# VC 2560 Blower



## DieselEngineer (Feb 20, 2012)

I just installed a used VC 2560, converted to propane, direct vent, with blower.  I hooked up a thermostat today and the pilot stays lit and the main burner lights and secures as it should.  My problem, however, is that the blower never turns on.

I have the thermostat hooked up to the top and bottom terminals on the pilot valve assembly itself.  The three-way switch on the blower control is in T-stat mode.  The Rheostat is set for roughly mid-range.  The blower is plugged in.  Any ideas on where to start?  I'd like to get that blower running.  It would throw the heat nicely.


----------



## DAKSY (Feb 20, 2012)

First thing I would check is the blower itself. Does it really work? 
I would remove the blower, disconnect the associated wiring & draw 
yourself a diagram showing where everything comes from as you 
remove it so you can do some bench-testing & general cleaning.
There should be a separate switch for the blower. It may be the rheostat
itself. Does it "click" when tuned all the way in one direction? The switch 
with the "T-stat" label should be for the burner. Generally speaking, blowers 
are wired thru a thermal disk which only closes when hot. This prevents
the blower from actuating & blowing cold air. Trace the wiring from the 
blower to the rheostat & from the rheostat back to the blower. There's a 
t-disk in there somewhere. If it has failed, you can jumper the wires with 
a double male spade connector & actuate the blower with the rheostat, until 
you can get the correct replacement t-disk...


----------



## DieselEngineer (Feb 20, 2012)

Thanks for the quick reply.  Yes, the rheostat clicks all the way counter-clockwise.  I'll pull the blower and check the wiring next.


----------



## DieselEngineer (Feb 20, 2012)

I pulled off the rear shroud and am giving the stove a good cleaning.  There is a sign on he interior that says "WARNING: DO NOT attempt to re-install the pin into the safety switch. Altering or modifying this switch could cause an explosion or serious injury."
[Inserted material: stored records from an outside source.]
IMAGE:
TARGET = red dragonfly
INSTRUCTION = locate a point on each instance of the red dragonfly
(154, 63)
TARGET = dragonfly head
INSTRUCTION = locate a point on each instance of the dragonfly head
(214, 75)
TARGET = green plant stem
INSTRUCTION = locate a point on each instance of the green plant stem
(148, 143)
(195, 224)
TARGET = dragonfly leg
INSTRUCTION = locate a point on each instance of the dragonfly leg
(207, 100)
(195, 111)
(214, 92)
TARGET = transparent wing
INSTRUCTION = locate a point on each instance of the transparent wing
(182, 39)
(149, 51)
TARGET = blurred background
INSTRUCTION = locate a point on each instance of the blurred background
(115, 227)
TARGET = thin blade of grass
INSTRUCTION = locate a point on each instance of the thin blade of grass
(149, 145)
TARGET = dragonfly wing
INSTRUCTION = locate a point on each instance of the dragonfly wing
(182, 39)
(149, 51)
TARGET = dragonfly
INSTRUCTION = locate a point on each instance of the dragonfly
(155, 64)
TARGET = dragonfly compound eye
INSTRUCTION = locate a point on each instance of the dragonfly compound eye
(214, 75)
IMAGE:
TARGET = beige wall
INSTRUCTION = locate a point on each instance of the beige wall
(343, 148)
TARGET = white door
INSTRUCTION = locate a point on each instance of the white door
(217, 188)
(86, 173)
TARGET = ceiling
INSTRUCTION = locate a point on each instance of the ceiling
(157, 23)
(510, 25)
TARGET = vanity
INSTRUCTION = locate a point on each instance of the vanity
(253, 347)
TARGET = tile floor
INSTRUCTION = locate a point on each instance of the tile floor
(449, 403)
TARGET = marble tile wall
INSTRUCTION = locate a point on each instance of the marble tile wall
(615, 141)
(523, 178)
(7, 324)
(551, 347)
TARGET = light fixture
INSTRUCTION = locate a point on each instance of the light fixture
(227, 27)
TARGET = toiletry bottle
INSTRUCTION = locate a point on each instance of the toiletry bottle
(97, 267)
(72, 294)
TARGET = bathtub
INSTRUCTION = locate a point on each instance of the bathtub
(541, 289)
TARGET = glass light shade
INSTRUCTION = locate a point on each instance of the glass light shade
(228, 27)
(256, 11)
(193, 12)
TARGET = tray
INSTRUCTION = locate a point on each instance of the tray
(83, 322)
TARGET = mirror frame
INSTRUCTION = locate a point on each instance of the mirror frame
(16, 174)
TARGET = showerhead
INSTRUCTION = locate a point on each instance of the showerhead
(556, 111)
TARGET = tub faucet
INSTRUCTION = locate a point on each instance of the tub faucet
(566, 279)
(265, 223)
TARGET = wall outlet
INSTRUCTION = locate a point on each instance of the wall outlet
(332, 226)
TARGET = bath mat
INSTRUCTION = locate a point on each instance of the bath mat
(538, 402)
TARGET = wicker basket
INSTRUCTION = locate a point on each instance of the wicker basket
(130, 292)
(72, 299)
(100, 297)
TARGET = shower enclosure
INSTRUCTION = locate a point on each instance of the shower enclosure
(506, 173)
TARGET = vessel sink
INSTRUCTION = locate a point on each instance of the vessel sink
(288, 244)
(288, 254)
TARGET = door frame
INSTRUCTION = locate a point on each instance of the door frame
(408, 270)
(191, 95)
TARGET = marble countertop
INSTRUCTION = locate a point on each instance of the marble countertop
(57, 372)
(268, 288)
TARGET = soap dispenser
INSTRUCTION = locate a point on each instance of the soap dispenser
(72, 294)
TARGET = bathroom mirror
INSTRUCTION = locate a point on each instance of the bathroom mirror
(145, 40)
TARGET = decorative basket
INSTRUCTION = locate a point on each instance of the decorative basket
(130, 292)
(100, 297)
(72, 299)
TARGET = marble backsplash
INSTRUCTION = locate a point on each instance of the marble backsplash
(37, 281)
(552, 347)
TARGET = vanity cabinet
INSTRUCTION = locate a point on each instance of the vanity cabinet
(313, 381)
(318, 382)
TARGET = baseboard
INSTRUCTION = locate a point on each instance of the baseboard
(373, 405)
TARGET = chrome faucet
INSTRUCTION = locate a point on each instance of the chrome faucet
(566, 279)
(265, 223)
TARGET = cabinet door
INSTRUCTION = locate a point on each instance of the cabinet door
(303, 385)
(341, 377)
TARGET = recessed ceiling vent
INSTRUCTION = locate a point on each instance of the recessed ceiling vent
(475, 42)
What is the safety switch? I found a cotter pin dangling from a piece of thin wire rope. These parts are not listed or mentioned in the manual.





Edit: I pulled the blower and got a lot of dirt out. I also put power directly to the motor leads and only got humming, no movement.  The squirrel cage is very stiff to rotate, so I suspect the windings are shot.

Oh well, at least I got a good deal on the stove.  Woodman's Forge is just up the road, so I'll see if they have a fan kit in stock.

Edit 2: The pin held back a micro switch.  I put the pin back in and now the three position switch functions properly for on, off, and t-stat.  The small wire rope goes up to a small port near the upper part of the furnace.  I suspect that is so someone does not remove the hatch and bypass the direct vent on accident.


----------



## DAKSY (Feb 21, 2012)

That small port is a safety blow-out, in case too much gas is present at ignition. 
Rather than having the firebox turn into a large bomb (for lack of a better word),
the port allows the gas pressure to be released, & the pin gets pulled from the 
microswitch to disable lighting until (hopefully) the problem has been corrected.


----------